| Bug #10428 | join ... using syntax cannot find column | ||
|---|---|---|---|
| Submitted: | 7 May 2005 0:36 | Modified: | 10 May 2005 10:18 | 
| Reporter: | Andrew Pimlott | Email Updates: | |
| Status: | Duplicate | Impact on me: | |
| Category: | MySQL Server | Severity: | S3 (Non-critical) | 
| Version: | 4.1.11-2 | OS: | Linux (Debian unstable) | 
| Assigned to: | Assigned Account | CPU Architecture: | Any | 
   [9 May 2005 21:34]
   Andrew Pimlott        
  I suspect that this example demonstrates the same problem. Starting with the same tables: insert into t1 values (true, true); insert into t2 values (true); insert into t3 values (true); insert into t3 values (false); select * from t1 natural join t2 natural join t3; +------+------+------+ | a | b | b | +------+------+------+ | 1 | 1 | 1 | | 1 | 1 | 0 | +------+------+------+ The natural join with t3 is not "seeing" the column b from t1. Postgresql gives the expected answer: b | a ---+--- t | t
   [10 May 2005 0:47]
   Andrew Pimlott        
  Probably the same as bug 470.


Description: The "join ... using (col, ...)" syntax sometimes can't find the column ("col") when it should. I hypothesize that this happens wheneven the column is not in the table immediately to the left of the join, but in a table joined further to the left. I do not believe this limitation is in standard SQL; also, Postgresql does not have this limitation.
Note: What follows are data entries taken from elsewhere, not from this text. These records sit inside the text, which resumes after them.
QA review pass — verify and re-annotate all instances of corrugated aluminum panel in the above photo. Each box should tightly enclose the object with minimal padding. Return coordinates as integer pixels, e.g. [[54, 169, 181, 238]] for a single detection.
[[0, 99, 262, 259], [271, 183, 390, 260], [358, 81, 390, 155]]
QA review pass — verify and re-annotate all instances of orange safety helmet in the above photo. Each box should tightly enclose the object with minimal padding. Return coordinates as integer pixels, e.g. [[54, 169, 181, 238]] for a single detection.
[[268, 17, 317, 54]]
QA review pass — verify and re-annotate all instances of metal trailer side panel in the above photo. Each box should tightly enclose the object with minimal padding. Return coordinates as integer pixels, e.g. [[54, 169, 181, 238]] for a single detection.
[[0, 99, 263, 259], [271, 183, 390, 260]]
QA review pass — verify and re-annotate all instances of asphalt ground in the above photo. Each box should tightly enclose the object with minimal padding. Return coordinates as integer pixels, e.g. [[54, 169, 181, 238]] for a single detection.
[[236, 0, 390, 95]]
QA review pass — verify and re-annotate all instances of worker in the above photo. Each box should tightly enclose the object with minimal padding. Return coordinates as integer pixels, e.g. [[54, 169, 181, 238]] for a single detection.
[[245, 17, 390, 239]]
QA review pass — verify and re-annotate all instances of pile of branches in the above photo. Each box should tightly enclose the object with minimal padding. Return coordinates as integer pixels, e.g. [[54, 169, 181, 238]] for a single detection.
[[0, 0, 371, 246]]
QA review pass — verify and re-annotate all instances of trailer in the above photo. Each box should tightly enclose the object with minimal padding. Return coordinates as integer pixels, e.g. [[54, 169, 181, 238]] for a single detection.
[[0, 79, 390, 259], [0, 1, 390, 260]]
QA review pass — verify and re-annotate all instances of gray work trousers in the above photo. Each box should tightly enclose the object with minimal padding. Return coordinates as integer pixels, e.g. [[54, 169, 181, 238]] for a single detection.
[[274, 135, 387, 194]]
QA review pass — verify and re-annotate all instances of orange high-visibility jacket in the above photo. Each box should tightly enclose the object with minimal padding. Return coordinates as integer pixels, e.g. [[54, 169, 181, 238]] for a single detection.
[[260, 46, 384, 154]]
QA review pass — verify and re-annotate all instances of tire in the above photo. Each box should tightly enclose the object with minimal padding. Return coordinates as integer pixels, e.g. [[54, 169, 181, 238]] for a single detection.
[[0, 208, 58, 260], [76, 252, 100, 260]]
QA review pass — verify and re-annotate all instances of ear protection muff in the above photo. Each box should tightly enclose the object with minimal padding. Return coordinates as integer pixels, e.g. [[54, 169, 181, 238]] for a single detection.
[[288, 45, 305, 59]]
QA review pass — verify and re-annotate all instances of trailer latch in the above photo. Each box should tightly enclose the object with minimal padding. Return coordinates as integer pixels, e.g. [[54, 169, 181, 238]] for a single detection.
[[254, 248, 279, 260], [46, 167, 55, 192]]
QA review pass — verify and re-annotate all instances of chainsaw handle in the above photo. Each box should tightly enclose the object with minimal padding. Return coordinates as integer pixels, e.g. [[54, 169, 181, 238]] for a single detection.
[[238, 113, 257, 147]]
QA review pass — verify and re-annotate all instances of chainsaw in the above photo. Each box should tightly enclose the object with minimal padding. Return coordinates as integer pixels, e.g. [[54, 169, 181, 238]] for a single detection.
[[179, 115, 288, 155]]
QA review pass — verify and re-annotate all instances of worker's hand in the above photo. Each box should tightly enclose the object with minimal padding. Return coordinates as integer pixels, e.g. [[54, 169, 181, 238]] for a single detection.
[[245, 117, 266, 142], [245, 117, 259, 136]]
So I believe that this is a bug in Mysql. (I am aware that I can work around it using "join ... on".) How to repeat: create table t1 (a boolean, b boolean); create table t2 (a boolean); create table t3 (b boolean); select * from t1 join t2 using (a) join t3 using (b); ERROR 1054 (42S22): Unknown column 'demo.t2.b' in 'on clause' Postgresql processes this query as expected.